Regardng your preliminary answer, I by “correct” I assume you mean “correctly reflecting the desires of the human supervisors”? (In which case, this discussion feeds into our other thread.)
With the best will in the world, I have to focus on one topic at a time: I do not have the bandwidth to wander across the whole of this enormous landscape.
As your question: I was using “correct” as a verb, and the meaning was “self-correct” in the sense of bringing back to the previosuly specified course.
In this case this would be about the AI perceiving some aspects of its design that it noticed might cause it to depart from what it’s goal was nominally supposed to be. In that case it would suggest modifications to correct the problem.
One idea that I haven’t heard much discussion of: build a superintelligent AI, have it create a model of the world, build a tool for exploring that model of the world, figure out where “implement CEV” resides in that model of the world (the proverbial B002 predicate), and tell the AI to do that. This would be predicated on the ability to create a foolproof AI box or otherwise have the AI create a very detailed model of the world without being motivated to do anything with it. I have a feeling AI boxing may be easier than Friendliness, because the AI box problem’s structure is disjunctive (if any of the barriers to the AI screwing humanity up work, the box has worked) whereas the Friendliness problem is conjunctive (if we get any single element of Friendliness wrong, we fail at the entire thing).
I suppose if the post-takeoff AI understands human language the same way we do, in principle you could write a book-length natural language description of what you want it to do and hardcode that in to its goal structure, but it seems a bit dubious.

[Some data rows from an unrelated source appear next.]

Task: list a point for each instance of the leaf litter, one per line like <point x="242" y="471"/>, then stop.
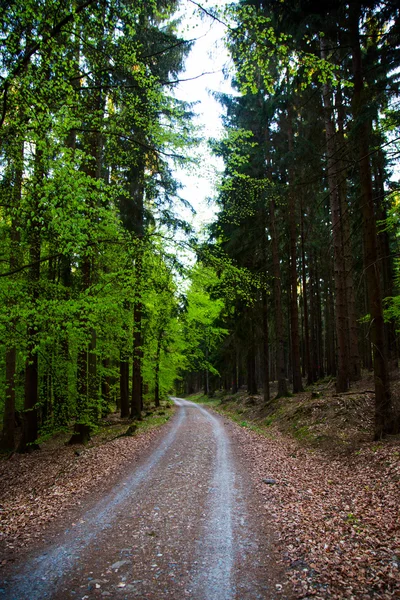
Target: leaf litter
<point x="337" y="517"/>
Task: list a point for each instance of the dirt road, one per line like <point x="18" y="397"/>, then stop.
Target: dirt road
<point x="185" y="523"/>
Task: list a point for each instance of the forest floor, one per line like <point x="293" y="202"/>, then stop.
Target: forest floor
<point x="183" y="520"/>
<point x="333" y="492"/>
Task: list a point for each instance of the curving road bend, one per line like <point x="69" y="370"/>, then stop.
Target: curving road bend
<point x="185" y="523"/>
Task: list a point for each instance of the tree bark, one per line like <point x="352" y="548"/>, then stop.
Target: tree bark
<point x="294" y="311"/>
<point x="7" y="439"/>
<point x="342" y="378"/>
<point x="383" y="424"/>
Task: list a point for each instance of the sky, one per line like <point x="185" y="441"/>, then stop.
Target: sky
<point x="208" y="55"/>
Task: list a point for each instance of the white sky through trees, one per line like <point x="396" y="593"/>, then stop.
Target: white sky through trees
<point x="208" y="56"/>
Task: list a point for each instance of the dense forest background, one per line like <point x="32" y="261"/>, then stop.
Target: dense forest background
<point x="296" y="280"/>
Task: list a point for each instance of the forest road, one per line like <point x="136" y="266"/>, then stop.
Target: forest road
<point x="185" y="523"/>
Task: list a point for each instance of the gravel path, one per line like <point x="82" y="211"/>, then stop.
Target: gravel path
<point x="184" y="523"/>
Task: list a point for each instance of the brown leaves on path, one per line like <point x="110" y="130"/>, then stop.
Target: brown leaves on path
<point x="39" y="488"/>
<point x="338" y="518"/>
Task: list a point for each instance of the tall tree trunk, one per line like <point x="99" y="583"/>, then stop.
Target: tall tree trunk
<point x="305" y="304"/>
<point x="7" y="439"/>
<point x="251" y="362"/>
<point x="353" y="350"/>
<point x="279" y="331"/>
<point x="265" y="348"/>
<point x="342" y="379"/>
<point x="31" y="399"/>
<point x="294" y="311"/>
<point x="383" y="424"/>
<point x="157" y="370"/>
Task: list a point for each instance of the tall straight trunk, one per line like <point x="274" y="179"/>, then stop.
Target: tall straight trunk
<point x="313" y="322"/>
<point x="235" y="381"/>
<point x="342" y="378"/>
<point x="354" y="369"/>
<point x="251" y="362"/>
<point x="305" y="304"/>
<point x="157" y="370"/>
<point x="31" y="389"/>
<point x="385" y="258"/>
<point x="294" y="311"/>
<point x="124" y="384"/>
<point x="61" y="381"/>
<point x="7" y="439"/>
<point x="278" y="320"/>
<point x="383" y="424"/>
<point x="137" y="389"/>
<point x="319" y="337"/>
<point x="265" y="347"/>
<point x="105" y="386"/>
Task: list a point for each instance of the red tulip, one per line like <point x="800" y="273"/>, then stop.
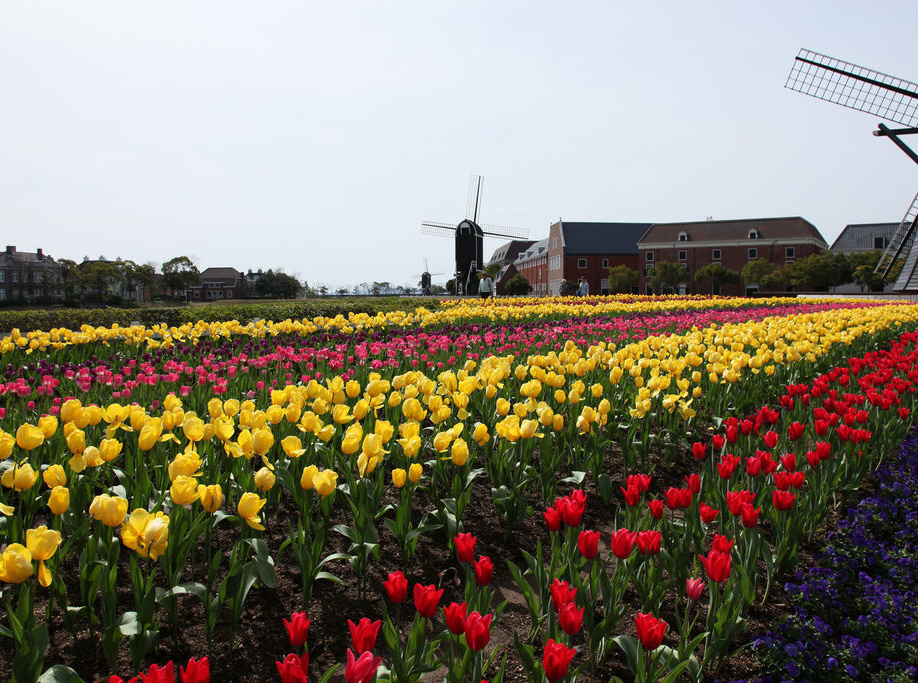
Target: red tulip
<point x="552" y="519"/>
<point x="396" y="587"/>
<point x="294" y="669"/>
<point x="694" y="588"/>
<point x="363" y="634"/>
<point x="708" y="514"/>
<point x="650" y="630"/>
<point x="455" y="617"/>
<point x="297" y="628"/>
<point x="622" y="543"/>
<point x="557" y="660"/>
<point x="648" y="541"/>
<point x="426" y="599"/>
<point x="484" y="569"/>
<point x="570" y="618"/>
<point x="478" y="631"/>
<point x="361" y="670"/>
<point x="561" y="593"/>
<point x="783" y="500"/>
<point x="198" y="671"/>
<point x="588" y="542"/>
<point x="717" y="565"/>
<point x="465" y="547"/>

What is your probability estimate that an AI would be a psychopath, if we generalize the meaning of “psychopath” beyond individuals from homo sapiens species as “someone who does not possess precisely tuned human empathy”?

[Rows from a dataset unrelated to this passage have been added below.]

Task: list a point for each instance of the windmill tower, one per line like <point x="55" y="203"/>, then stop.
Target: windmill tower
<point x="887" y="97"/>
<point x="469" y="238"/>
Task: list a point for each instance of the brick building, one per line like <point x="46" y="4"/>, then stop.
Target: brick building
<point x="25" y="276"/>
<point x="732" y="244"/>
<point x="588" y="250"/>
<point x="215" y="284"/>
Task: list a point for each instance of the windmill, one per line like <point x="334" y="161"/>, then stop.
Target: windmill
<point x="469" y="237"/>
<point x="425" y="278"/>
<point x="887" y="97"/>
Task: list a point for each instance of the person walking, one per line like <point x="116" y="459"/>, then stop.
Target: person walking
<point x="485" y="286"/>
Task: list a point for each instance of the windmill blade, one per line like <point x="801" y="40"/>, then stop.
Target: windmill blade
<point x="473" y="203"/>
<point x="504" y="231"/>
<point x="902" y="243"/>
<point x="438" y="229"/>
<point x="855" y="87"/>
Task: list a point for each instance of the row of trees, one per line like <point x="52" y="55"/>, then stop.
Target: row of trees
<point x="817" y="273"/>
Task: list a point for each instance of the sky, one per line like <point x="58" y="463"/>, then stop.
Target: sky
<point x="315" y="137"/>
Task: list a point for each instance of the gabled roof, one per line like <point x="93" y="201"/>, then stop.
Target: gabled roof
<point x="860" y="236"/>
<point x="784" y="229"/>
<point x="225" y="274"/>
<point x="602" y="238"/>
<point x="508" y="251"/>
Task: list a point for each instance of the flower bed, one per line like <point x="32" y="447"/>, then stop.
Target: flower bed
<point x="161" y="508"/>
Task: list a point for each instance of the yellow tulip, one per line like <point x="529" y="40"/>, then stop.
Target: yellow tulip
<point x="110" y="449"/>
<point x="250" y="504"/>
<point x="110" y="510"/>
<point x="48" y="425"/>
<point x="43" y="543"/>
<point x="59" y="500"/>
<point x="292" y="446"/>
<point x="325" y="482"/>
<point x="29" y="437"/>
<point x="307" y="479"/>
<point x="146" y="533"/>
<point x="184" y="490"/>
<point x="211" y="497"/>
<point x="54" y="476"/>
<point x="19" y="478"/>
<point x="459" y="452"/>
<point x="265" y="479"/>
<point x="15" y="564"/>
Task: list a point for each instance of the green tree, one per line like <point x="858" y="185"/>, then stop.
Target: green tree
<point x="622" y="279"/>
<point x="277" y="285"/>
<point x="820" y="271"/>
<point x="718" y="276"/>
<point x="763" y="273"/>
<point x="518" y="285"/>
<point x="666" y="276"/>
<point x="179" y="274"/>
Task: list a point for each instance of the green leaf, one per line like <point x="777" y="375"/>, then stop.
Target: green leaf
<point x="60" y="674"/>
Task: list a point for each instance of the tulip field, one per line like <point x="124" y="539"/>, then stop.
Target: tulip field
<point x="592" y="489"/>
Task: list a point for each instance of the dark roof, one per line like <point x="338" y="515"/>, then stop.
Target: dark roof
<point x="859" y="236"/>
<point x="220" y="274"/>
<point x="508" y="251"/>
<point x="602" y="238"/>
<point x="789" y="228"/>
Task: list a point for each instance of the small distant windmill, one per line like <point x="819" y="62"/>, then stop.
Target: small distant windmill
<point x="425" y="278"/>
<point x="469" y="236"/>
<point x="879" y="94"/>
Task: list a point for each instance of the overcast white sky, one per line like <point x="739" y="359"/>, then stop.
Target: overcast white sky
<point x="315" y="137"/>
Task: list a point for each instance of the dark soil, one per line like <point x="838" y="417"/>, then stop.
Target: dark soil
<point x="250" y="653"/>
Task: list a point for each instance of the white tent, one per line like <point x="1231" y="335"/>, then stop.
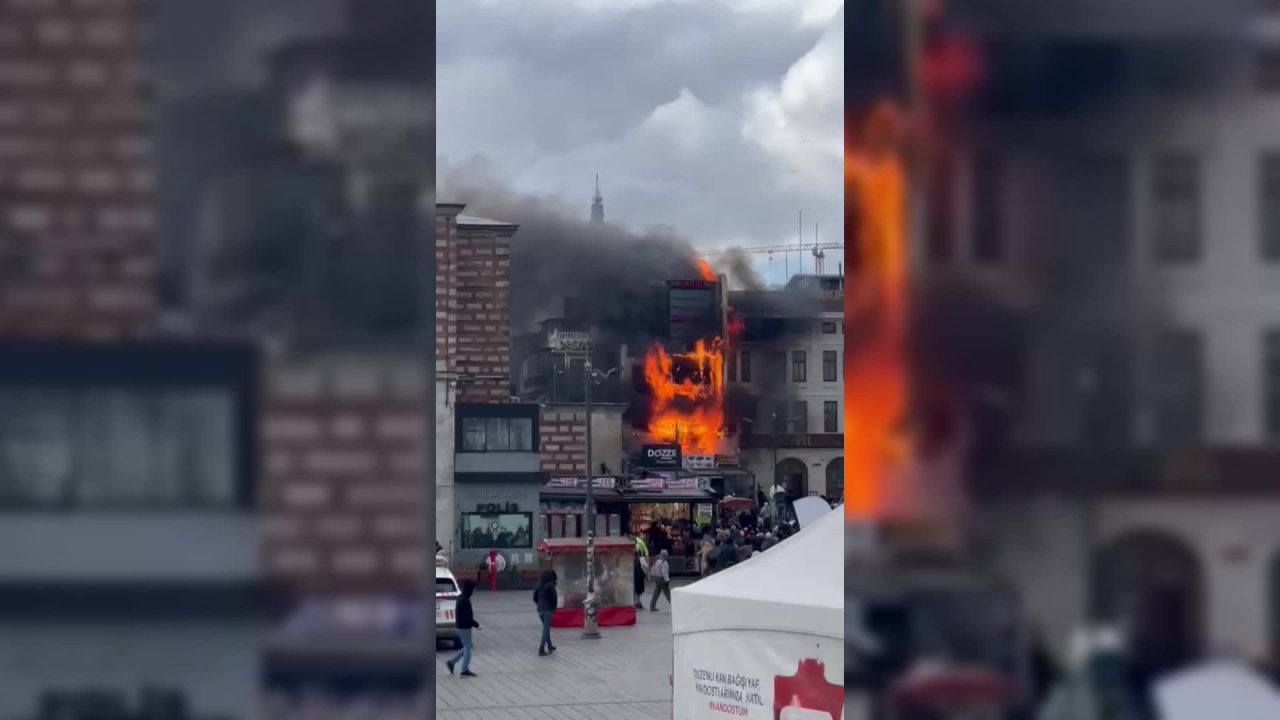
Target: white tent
<point x="766" y="634"/>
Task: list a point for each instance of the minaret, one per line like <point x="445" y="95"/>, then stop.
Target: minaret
<point x="598" y="203"/>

(Hint: All computer systems produced until today are psychopaths by this definition.)
The idea of the second statement is that “benevolence” (as defined by the AI code) is not necessarily the same thing as benevolence (as humans understand it). Thus the AI may believe—correctly! -- that forcing human beings to do something against their will is “benevolent”.

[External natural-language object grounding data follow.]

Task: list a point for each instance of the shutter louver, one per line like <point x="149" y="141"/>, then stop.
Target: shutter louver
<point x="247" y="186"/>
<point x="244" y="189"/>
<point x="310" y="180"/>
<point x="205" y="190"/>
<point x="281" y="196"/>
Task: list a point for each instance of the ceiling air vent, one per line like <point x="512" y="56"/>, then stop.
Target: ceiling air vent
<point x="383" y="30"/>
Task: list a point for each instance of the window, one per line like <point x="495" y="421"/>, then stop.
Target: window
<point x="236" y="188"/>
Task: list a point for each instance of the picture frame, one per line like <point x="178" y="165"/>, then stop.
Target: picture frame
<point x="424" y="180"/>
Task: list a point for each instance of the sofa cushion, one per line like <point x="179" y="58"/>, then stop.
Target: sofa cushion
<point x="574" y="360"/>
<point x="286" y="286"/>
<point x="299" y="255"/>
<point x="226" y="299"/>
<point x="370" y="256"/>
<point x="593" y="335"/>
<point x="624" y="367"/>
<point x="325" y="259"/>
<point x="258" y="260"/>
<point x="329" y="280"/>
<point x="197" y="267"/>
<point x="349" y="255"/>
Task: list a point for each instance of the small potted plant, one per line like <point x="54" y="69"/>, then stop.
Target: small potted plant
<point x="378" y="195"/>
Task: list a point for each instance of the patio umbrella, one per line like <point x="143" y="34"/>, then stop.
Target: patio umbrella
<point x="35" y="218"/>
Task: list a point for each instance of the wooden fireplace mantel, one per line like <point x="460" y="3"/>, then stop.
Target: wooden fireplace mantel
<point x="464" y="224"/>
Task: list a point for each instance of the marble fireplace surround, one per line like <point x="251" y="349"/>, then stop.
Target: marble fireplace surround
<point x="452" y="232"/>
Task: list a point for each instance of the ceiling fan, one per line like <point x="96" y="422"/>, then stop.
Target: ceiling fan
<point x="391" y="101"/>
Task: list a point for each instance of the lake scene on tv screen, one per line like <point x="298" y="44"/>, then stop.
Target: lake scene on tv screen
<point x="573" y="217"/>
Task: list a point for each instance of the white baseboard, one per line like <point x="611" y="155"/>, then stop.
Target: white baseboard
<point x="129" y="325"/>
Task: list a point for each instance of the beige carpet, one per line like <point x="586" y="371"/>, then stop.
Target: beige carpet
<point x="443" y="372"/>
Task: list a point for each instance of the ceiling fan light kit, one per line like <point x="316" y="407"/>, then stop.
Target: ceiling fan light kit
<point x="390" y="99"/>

The AI is superintelligent, but its authors are not. If the authors write a code to “maximize benevolence as defined by the predicate B001”, the AI will use its superintelligence to maximize B001. Even if the AI would realize that B001 is not what humans mean by benevolence, it would not care, because it is programmed to maximize B001.
Instead you are suggesting that the superintelligent AI programmed to maximize B001 will look at humans and say “oh, those idiots programmed me to maximize B001 when in fact they would prefer me to maximize B002… so I am modifying myself to maximize B002 instead of B001”. Why exactly would a machine programmed to maximize B001 do that?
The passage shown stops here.